Darvelle stepped out of her shoes. She picked them up and walked down the hall to the master bedroom in her pantyhose. It wasn’t much of a master bedroom. It didn’t have a bathroom en suite. It was just the bigger bedroom of the two, and the one with the walk-in closet.
She stopped at the bathroom and looked in. Everything was what it should be. She went to the bedroom and opened the door and looked in there for a moment, too. There was nothing to see. There was no stage blood on the bedspread. There was no wadded mess of flyers on the carpet. There was no bright-red CHESTER written in lipstick on the vanity table mirror. Honest to God, Charlene Morton was some kind of lunatic.
Darvelle Haymes did not believe in being afraid of her own shadow. She didn’t believe in being afraid of anything. She was certainly not afraid of the ghost of Chester Ray Morton, wherever he might be and whatever it was he was doing.
She sat down on the side of the bed and started stripping her pantyhose off.
It was a good question—just what it was Chester had been doing, and where it was he’d been doing it.
She’d been wondering that for twelve years.
5
The flyers were lying on the counter next to the sinks in the third floor women’s bathroom in Frasier Hall, and that made Penny London very nervous.
She put her two big tote bags on the floor and picked up the flyers, one by one. There were six of them, splayed out in a fan, as if somebody had deliberately placed them for maximum recognition value. She put the flyers down again.
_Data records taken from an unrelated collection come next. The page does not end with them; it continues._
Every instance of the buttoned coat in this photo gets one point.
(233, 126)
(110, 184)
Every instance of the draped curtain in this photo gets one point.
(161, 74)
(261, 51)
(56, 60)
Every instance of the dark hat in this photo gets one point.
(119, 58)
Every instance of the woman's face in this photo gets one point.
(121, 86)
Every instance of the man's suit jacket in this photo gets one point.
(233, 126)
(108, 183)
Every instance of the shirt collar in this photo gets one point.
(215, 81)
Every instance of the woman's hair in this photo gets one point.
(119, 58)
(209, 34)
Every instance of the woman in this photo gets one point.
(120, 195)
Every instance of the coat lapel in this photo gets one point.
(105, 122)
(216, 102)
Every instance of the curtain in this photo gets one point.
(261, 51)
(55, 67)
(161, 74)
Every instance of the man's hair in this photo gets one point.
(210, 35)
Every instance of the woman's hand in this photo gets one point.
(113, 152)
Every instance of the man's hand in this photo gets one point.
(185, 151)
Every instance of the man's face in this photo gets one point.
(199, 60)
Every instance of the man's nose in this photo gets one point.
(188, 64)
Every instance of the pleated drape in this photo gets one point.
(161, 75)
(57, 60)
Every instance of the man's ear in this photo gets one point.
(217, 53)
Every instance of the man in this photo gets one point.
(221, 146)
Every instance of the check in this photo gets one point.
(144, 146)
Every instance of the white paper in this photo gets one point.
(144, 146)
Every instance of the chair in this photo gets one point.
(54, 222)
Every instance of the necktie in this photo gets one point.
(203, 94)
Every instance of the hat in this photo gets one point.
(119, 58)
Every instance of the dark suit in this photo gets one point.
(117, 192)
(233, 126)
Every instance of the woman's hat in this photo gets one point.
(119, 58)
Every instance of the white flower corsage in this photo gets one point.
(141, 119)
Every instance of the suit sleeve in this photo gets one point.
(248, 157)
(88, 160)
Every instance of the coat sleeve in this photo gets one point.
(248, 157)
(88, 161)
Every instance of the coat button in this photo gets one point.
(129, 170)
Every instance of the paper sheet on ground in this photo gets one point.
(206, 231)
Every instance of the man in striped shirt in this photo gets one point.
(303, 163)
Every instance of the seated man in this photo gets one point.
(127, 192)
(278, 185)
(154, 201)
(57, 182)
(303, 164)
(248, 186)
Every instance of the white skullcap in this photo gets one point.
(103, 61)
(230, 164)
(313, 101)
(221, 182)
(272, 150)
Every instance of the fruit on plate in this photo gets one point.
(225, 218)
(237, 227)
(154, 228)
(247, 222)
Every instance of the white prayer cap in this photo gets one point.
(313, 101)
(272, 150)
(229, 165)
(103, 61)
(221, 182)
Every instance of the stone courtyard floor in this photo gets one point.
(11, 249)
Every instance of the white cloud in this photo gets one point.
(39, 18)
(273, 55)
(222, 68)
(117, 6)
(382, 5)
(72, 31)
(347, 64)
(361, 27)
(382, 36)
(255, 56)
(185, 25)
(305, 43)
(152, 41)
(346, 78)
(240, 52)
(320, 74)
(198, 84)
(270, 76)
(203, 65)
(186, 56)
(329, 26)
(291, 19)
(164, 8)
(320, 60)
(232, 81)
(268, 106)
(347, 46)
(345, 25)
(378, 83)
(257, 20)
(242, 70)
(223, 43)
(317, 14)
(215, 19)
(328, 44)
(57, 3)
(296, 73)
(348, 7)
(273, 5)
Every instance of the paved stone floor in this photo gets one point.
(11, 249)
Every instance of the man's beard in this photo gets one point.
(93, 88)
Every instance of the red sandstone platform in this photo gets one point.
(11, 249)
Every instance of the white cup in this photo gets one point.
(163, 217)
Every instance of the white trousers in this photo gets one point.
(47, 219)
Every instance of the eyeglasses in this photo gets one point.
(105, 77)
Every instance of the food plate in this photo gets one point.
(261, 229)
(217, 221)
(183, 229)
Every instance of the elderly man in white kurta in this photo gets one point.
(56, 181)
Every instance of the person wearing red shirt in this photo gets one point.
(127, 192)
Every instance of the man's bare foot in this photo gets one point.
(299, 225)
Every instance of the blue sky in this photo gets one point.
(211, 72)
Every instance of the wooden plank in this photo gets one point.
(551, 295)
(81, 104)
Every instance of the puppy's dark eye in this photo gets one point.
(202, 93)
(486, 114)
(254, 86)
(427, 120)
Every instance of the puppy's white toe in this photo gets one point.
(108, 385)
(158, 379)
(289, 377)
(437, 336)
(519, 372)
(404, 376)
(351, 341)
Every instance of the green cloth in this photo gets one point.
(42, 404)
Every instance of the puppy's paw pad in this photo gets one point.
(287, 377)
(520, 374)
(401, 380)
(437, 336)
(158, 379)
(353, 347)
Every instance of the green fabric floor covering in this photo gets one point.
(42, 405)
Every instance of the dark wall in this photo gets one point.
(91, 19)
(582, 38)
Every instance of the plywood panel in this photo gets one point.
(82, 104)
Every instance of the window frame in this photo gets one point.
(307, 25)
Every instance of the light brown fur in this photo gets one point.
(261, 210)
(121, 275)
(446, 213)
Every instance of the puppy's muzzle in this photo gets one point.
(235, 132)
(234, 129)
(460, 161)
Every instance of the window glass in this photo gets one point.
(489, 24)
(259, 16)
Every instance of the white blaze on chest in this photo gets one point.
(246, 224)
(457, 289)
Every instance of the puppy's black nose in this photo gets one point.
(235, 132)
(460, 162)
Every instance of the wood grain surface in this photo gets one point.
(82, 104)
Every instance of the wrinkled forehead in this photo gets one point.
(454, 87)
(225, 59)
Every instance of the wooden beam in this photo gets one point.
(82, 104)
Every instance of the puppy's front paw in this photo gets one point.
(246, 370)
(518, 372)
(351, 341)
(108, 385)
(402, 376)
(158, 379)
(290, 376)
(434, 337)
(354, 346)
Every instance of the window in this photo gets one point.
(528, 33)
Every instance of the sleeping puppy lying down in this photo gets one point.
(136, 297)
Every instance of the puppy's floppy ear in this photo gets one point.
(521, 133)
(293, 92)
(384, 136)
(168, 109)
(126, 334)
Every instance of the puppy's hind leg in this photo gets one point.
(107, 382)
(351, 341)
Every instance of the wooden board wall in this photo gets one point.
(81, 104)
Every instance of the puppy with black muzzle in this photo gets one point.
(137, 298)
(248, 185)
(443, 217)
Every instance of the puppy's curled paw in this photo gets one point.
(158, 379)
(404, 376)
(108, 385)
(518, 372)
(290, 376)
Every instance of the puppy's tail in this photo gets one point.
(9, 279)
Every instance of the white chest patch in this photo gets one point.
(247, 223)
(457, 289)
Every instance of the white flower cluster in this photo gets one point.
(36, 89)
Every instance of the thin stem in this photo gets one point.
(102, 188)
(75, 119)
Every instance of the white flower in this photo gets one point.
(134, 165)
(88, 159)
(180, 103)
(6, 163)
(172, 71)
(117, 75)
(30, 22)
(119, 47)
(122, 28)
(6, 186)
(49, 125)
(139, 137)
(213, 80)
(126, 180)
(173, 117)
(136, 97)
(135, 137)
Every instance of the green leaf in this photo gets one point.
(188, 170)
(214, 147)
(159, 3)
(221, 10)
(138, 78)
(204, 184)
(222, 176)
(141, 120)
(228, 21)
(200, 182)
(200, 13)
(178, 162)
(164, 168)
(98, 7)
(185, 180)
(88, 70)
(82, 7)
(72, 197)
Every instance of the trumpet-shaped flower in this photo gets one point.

It wasn’t as if they were anything unusual. HAVE YOU SEEN THIS MAN? they read. Then there was that same picture that was up on the billboard at the front entrance to the college. It had to be a dozen years since Chester Morton went missing. Penny still remembered him.
She pushed her mop of gray hair out of her face and bent down to the tote bags. She found the one with the shampoo in it and got it out. She didn’t like those flyers. Those flyers meant that somebody had come up to this bathroom, and the reason Penny had chosen it in the first place was because she was sure nobody ever came up here, except perhaps the cleaning staff. It was hard to find bathrooms at Mattatuck–Harvey Community College that nobody ever spent time in. There were too many students looking for places to get stoned.
Penny glanced toward the door. It would be better if she could lock it, but there was no lock on it. If there was an emergency, a hostage situation, one of those school shootings, anybody who came into the bathrooms in this place would be doomed.
She turned on the hot water in the left-hand sink full blast, then turned on the cold a third of the way. Then she bent over and put her head under the faucet. The cold water felt good on her scalp. It felt so good, Penny thought she might give in in a day or two and spend some of her money taking a motel room for a night. It would be wonderful to have a full-on shower for once. It would be even more wonderful to have a full-on bath. She’d promised herself she’d take a hotel room whenever it got to the point where she just couldn’t stand it.
She put shampoo in her hair. She rubbed the soap deep down into her scalp with the tips of her fingers. She put her head back under the faucet and let the soap rinse out. When she was done with her hair, she’d risk taking some of her clothes off and washing the rest of herself. Then she’d change into the clothes she’d brought from the car. It was only twenty-five minutes before class. She would have to hurry.
It would be terrible if somebody walked in on her.
Maybe Chester Ray Morton’s mother was still in the building somewhere. Maybe she would come back to see if her flyers had been thrown away by a janitor. Penny had met Chester Ray Morton’s mother when all that had happened, and she was of the opinion that the woman was a stark raving loon.